# A Rhinestone Font in 3 easy steps.



## Urbanwear (Jun 10, 2010)

This font may have already been posted or mentioned, anyway I find this font
Dotspecial 
very easy to make stencils, once you get the right sizing it can be used directly to make templates in 3 steps. 

Its not a fancy font but quick and simple and it seems to be free. 

This sizing is for my cutter set up in coreldraw. 
SS10 hole 3.297mm: Font size 105pt.
SS6 hole 2.48mm: Font size 79pt.
or simply adjusted by increasing or decreasing the font size for your correct template sizing .

1) Type in your desired text and see if the job fits better in the SS10 or SS6 size.













2) Right click on mouse and convert to curves.















3) While all the text is grouped delete the filling and give the cutting outline command. CutContour for my Roland. 
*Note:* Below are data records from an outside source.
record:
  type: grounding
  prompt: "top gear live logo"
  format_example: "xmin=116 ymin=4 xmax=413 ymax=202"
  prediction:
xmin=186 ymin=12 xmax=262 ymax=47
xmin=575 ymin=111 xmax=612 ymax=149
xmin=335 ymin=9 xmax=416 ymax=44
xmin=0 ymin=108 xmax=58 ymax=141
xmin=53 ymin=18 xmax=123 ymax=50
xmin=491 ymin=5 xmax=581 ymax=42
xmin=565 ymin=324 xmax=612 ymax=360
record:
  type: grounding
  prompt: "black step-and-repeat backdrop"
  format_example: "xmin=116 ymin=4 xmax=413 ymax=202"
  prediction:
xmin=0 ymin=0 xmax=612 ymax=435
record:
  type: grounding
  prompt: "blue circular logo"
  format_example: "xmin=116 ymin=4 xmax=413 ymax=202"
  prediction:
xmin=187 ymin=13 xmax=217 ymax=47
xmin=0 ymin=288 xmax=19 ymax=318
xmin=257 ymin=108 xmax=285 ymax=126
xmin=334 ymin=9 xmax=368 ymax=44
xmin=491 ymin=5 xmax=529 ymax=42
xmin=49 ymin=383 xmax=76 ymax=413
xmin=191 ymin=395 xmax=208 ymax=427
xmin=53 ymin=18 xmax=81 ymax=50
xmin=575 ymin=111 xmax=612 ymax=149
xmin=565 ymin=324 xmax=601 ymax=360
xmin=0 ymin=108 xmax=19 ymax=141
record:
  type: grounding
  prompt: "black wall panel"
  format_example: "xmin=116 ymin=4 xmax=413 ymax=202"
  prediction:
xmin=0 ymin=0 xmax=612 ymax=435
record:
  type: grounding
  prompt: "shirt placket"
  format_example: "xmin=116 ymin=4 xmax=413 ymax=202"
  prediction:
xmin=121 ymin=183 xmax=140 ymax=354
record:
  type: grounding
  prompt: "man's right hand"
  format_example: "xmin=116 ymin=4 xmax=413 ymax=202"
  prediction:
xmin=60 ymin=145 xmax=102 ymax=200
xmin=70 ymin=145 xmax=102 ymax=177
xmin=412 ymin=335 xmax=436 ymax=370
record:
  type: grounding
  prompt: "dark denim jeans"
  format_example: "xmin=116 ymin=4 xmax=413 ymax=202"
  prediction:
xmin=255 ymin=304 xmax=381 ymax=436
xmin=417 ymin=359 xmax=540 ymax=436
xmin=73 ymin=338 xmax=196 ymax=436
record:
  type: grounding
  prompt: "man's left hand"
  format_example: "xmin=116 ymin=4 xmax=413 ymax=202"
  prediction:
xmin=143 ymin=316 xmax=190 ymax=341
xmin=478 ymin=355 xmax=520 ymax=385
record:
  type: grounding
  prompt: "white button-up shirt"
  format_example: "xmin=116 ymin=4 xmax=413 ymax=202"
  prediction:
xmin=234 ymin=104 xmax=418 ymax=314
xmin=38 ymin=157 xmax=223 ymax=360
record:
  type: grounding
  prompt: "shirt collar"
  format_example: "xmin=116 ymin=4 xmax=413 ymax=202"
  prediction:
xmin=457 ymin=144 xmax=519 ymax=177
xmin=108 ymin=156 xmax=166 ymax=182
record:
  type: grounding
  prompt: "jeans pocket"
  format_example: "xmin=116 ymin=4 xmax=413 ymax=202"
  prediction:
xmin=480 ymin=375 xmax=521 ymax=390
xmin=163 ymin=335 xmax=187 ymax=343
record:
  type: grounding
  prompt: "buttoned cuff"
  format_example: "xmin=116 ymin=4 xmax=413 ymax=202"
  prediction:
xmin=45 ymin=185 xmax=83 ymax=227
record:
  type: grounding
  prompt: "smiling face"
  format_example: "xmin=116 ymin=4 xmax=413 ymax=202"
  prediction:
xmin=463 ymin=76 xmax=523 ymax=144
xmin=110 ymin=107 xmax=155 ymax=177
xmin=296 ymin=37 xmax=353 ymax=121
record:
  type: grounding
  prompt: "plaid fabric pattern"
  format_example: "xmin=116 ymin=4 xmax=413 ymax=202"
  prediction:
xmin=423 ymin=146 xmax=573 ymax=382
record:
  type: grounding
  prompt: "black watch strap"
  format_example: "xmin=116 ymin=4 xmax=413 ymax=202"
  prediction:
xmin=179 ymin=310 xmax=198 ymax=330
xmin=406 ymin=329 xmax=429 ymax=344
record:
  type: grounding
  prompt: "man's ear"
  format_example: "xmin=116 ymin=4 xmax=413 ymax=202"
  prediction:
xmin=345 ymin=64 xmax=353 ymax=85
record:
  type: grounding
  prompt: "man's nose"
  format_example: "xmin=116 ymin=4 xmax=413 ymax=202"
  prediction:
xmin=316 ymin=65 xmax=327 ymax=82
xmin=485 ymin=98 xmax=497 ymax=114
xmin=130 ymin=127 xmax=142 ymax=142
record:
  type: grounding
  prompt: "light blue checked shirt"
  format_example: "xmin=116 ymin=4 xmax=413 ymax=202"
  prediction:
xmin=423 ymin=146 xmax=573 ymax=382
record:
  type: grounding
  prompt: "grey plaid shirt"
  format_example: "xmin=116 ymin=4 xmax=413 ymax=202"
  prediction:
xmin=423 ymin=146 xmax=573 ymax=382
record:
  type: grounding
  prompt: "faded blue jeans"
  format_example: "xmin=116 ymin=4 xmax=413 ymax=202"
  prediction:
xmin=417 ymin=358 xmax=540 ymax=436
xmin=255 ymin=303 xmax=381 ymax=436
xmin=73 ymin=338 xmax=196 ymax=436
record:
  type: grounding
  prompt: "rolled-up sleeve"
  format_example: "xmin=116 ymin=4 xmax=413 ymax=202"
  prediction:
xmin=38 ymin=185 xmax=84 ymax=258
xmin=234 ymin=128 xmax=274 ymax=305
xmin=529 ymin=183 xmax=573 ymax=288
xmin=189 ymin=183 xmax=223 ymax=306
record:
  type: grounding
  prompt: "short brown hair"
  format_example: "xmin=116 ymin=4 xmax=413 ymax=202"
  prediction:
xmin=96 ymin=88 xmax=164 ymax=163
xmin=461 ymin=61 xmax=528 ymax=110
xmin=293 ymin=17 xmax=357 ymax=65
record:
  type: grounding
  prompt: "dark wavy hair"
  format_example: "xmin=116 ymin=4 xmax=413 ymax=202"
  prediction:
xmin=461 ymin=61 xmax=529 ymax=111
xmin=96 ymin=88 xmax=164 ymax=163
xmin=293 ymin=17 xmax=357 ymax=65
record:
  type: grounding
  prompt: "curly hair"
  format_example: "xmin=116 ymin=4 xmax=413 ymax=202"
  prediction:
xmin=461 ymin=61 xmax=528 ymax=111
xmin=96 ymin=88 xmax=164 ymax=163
Lets say about a minute and the rhinestone template text is ready to cut.

Had some time and I needed something better for my mockups, so I tried to replace the single letters converted in curves with rhinestones using the rStone macro, took about an hour but it worked. 

So now I have the complete single letter alphabet with SS10 crystal stones. In a few seconds I made the SS6 alphabet, just grouped all the alphabet, copied it and reduced the copy to 77%, stone size 2.48mm.












roger


----------